Once he had the Master patched up and settled in his bed he would go to Jack and apologize. In the meantime he had work to do.

"You should teach me how to do stitches," Wilf said quietly as he slid a pillow under the Master's head and went to find a blanket. "With you two always finding ways to hurt yourselves, it might be a good idea to have an extra person who can put you back together."

He agreed and the two stayed silent for a moment as they gathered the supplies they were going to need. He thought about the night before and how wonderful it had been. He had let the thrill of it all get to his head and didn't stop to think about how badly things could still go if the Master wasn't cared for properly.

Wilfred was entirely right about overexerting him, and he didn't even know what they'd been up to in the night. Their activities were physically tiring as it was, but they both fully embraced the narin and let their minds meld together—something that felt amazing at the time, but were also quite exhausting on a mental and emotional level. It was a level of intimacy that their people usually saved for special occasions and days when not much else was expected of them, but it had been so long since he had been with someone who was even capable of that connection that he just dove into it. He had had a few other partners since being widowed, but nothing quite compared to the purity of fusing your soul with another person as well as your body.

He felt a bit guilty about it now. He should have known that the Master wasn't ready for it, or at least not without being able to get sufficient rest afterwards. He had pushed out the doctor part of his mind the moment he decided he wanted to invite the Master to his bed, and embraced every particle of narin he tasted without any thought to the consequence.

He was shocked out of his train of thought when something cold and wet touched his face. He instinctively jerked away and looked down to see Wilfred smiling at him with a cloth in his hand.

"You're bleeding."

"Am I?" he touched his fingers to his brow, where Wilfred had placed the cloth, and they came away red. "So I am."

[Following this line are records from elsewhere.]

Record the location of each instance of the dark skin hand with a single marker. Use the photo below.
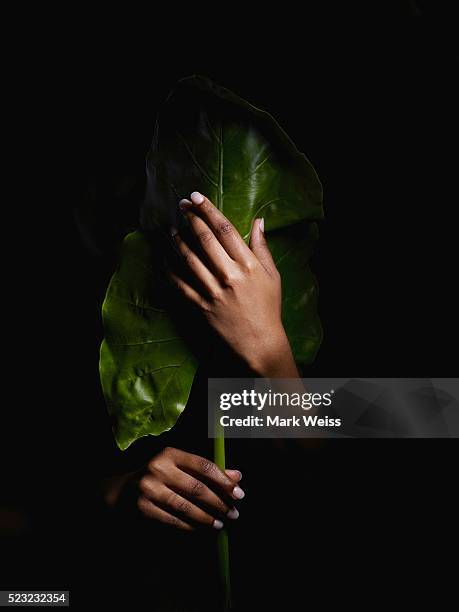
(238, 290)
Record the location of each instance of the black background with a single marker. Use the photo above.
(368, 93)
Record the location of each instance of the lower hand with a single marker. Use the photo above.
(187, 491)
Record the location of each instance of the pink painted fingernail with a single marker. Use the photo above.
(233, 513)
(197, 198)
(184, 203)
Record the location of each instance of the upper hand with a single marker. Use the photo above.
(237, 287)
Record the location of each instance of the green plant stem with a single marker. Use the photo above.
(222, 537)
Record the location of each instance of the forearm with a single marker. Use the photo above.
(275, 359)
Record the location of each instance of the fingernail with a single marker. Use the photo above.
(184, 203)
(233, 513)
(197, 198)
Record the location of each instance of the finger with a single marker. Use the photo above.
(187, 290)
(225, 232)
(205, 469)
(151, 510)
(197, 491)
(234, 475)
(259, 246)
(196, 266)
(219, 260)
(180, 506)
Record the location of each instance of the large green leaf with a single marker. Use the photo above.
(209, 140)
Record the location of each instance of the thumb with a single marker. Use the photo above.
(259, 245)
(234, 475)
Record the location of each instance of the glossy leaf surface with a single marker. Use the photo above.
(209, 140)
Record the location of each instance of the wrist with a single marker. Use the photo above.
(274, 359)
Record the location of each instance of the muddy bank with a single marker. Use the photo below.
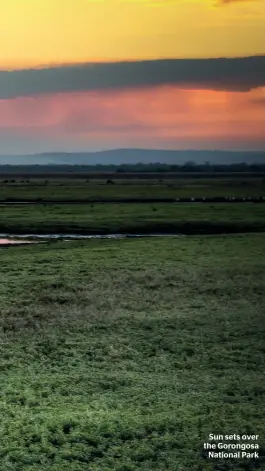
(225, 199)
(149, 229)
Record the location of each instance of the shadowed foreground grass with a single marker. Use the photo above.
(124, 355)
(155, 187)
(112, 218)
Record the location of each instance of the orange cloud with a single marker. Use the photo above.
(165, 116)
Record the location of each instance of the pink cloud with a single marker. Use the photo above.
(157, 115)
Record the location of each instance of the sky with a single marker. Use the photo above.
(86, 75)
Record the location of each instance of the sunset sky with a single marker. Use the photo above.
(79, 75)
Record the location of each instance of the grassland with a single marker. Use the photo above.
(155, 187)
(133, 218)
(124, 355)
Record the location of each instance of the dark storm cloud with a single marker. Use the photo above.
(239, 74)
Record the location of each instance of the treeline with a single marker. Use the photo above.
(134, 168)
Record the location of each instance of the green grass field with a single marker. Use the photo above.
(124, 355)
(112, 218)
(155, 187)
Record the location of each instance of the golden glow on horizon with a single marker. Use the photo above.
(44, 32)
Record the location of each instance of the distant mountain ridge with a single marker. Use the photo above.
(135, 156)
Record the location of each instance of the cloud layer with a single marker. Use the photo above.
(238, 74)
(165, 116)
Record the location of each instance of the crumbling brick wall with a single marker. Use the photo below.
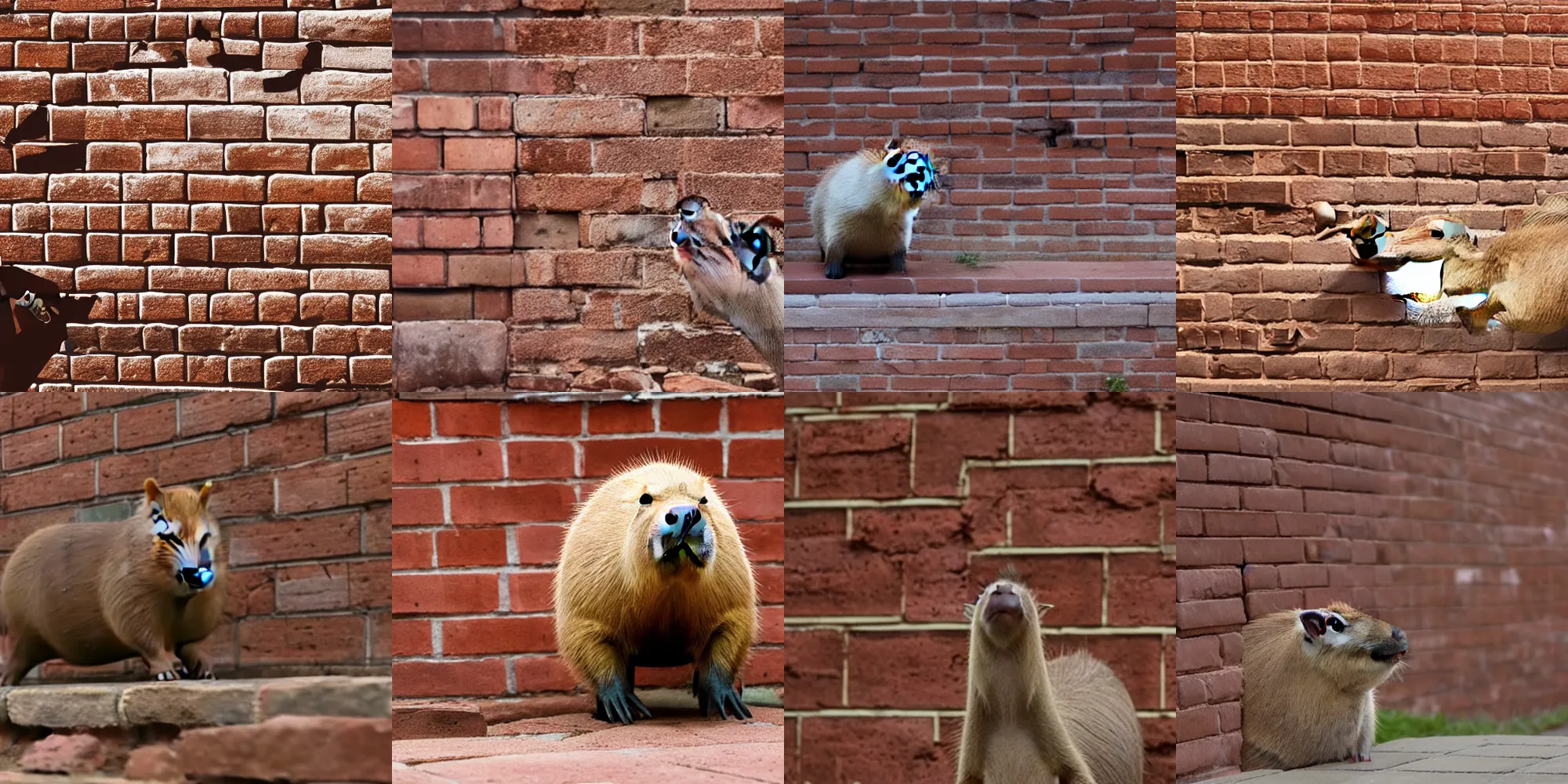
(1442, 514)
(902, 507)
(1406, 109)
(231, 234)
(540, 159)
(484, 498)
(302, 493)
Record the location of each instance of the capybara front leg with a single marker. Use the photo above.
(714, 681)
(615, 700)
(24, 656)
(1475, 319)
(194, 664)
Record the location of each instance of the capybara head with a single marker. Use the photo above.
(673, 510)
(909, 167)
(1429, 239)
(703, 234)
(1006, 611)
(184, 537)
(1352, 645)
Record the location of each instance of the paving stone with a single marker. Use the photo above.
(1467, 764)
(328, 697)
(191, 705)
(65, 706)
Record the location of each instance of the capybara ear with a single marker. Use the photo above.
(1315, 623)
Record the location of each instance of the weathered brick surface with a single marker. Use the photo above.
(1442, 514)
(1404, 109)
(935, 343)
(896, 518)
(233, 236)
(540, 158)
(484, 498)
(1053, 128)
(300, 488)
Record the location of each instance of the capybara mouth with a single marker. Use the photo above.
(1004, 604)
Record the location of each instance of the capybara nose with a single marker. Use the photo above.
(684, 518)
(1004, 604)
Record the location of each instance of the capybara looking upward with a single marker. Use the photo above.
(655, 575)
(1308, 686)
(1029, 720)
(95, 593)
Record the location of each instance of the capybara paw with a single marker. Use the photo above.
(1468, 319)
(719, 692)
(619, 705)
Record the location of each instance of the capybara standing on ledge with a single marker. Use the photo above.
(1308, 686)
(95, 593)
(1029, 720)
(655, 575)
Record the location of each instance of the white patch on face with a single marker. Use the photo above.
(1415, 278)
(1330, 637)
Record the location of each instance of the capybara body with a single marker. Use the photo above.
(655, 575)
(95, 593)
(1310, 686)
(1029, 720)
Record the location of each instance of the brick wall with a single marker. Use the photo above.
(484, 498)
(542, 156)
(1407, 109)
(1440, 514)
(899, 509)
(231, 236)
(300, 490)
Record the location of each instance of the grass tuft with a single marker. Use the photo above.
(1393, 725)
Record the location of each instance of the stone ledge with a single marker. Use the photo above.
(978, 314)
(194, 703)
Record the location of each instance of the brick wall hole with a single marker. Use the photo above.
(1399, 111)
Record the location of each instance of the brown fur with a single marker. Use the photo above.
(857, 214)
(1525, 274)
(722, 288)
(617, 608)
(1029, 720)
(95, 593)
(1310, 708)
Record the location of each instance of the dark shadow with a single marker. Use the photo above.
(54, 161)
(291, 81)
(26, 343)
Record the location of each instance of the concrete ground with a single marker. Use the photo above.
(1459, 760)
(677, 747)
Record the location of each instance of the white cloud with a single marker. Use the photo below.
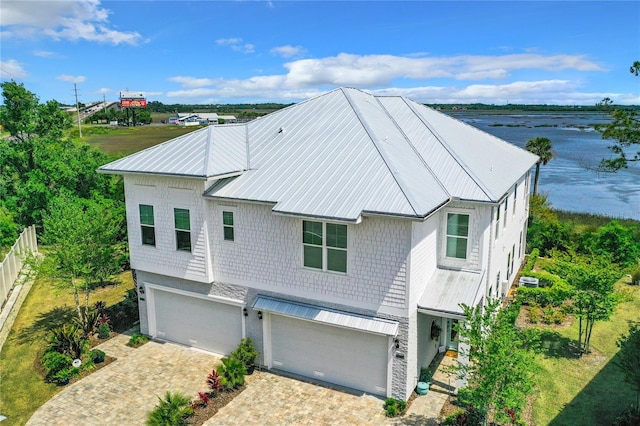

"He's got a good arm on him, you've got to give him that," Wilf said, reapplying the cloth and looking at him with kind eyes. "I know it's been rather awful, Doctor, but everything's alright. It's been two steps forward and one step back all along, so don't let it worry you. This is just one bad day out of many good ones."

"Thank you, Wilfred," he muttered, taking the cloth for himself.

"And Jack was only doing what he thought was best."

"I know."

He pulled a seat over to the table so that he could set to work and dig out the bullet, but Wilfred was still watching him intently. "You could talk to me, you know," Wilf said kindly. "Harry talks to me about all sorts of things—the weather, things he'd like to do, things that are bothering him. He even tells me about where you come from sometimes, and some of the things that happened there. You could always talk to me too."

Wilfred wanted to know what happened. He wanted to know why the Master had finally become so infuriated that it officially ended their friendship, but he was too shy to ask. He was used to talking to the Master, who seemed comfortable with most conversations—even the ones that involved his greatest sins.

"Did I ever tell you about the time I met Shakespeare?"